The wheat is characteristic of the Gran Sasso’s mountainous and marginal zones, particularly the inland areas of the mountains on the L’Aquila side, where the cold temperatures and high altitudes produce a grain of excellent quality. Able to resist long periods under the snow and intense cold, the variety can be grown from 600 up to 1,400 meters above sea level and higher. In fact, the higher the altitude, the better the quality: in the mountains facing Pescara and Teramo, where the climate is milder due to the influence of the Adriatic Sea, the wheat is never grown lower than 750 meters.
The wheat is always sown in the autumn, from the middle to the end of September at higher altitudes and in the last 20 days of October in the lower-lying inland valleys.
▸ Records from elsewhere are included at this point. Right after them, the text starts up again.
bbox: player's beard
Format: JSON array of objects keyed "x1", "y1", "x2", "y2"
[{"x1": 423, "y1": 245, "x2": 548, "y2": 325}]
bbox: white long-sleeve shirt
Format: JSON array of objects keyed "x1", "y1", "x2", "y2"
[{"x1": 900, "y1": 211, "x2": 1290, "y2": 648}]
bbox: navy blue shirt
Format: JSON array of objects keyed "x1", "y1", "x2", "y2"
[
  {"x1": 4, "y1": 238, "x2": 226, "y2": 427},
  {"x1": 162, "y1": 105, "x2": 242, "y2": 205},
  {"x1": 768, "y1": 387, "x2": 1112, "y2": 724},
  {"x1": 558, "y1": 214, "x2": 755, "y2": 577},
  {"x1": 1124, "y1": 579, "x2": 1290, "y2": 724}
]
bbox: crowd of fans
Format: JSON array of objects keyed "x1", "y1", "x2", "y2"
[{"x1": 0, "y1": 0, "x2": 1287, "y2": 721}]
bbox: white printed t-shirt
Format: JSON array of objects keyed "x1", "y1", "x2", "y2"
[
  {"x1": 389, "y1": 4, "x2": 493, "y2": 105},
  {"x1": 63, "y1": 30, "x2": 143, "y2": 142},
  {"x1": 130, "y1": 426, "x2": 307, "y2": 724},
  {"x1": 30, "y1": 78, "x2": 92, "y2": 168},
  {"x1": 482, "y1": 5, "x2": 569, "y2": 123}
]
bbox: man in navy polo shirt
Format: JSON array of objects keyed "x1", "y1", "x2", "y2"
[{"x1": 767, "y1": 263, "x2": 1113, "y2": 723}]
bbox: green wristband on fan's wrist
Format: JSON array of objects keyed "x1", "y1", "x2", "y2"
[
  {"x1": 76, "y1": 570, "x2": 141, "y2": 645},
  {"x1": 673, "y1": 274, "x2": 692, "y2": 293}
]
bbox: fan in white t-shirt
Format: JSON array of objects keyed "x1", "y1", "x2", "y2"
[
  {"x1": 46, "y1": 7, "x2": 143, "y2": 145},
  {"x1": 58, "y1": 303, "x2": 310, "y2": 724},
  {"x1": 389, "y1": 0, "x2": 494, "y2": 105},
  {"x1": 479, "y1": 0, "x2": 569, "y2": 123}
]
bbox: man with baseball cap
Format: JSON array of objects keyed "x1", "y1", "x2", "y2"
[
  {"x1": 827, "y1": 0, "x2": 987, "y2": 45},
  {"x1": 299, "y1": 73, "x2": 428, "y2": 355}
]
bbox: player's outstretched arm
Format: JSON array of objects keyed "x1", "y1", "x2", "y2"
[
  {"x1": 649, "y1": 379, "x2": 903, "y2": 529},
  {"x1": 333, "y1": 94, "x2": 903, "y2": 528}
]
Harvest is in July. Solina flour is little suited to modern production technologies, which require wheat with a high gluten content, but brings unexpected, almost-forgotten flavours to baked goods and homemade pasta. Its cultivation is labour intensive: the mountainous terrain is difficult to access and to farm, and the wheat must be rotated with other crops like corn and potatoes and legumes for fodder or eating like chickpeas and lentils. The harvest is slow to arrive, particularly at higher altitudes, and the average yield is not particularly high, generally around 20 quintals per hectare.
The Solina wheat is used to make a not-very-strong flour, best worked by hand. It is ideally used to make homemade bread and pasta, as well as bakery. Two particularly typical dishes are sheets of pasta cut into pieces and used in timbales and scrippelle, Teramo’s typical crêpes, served in broth.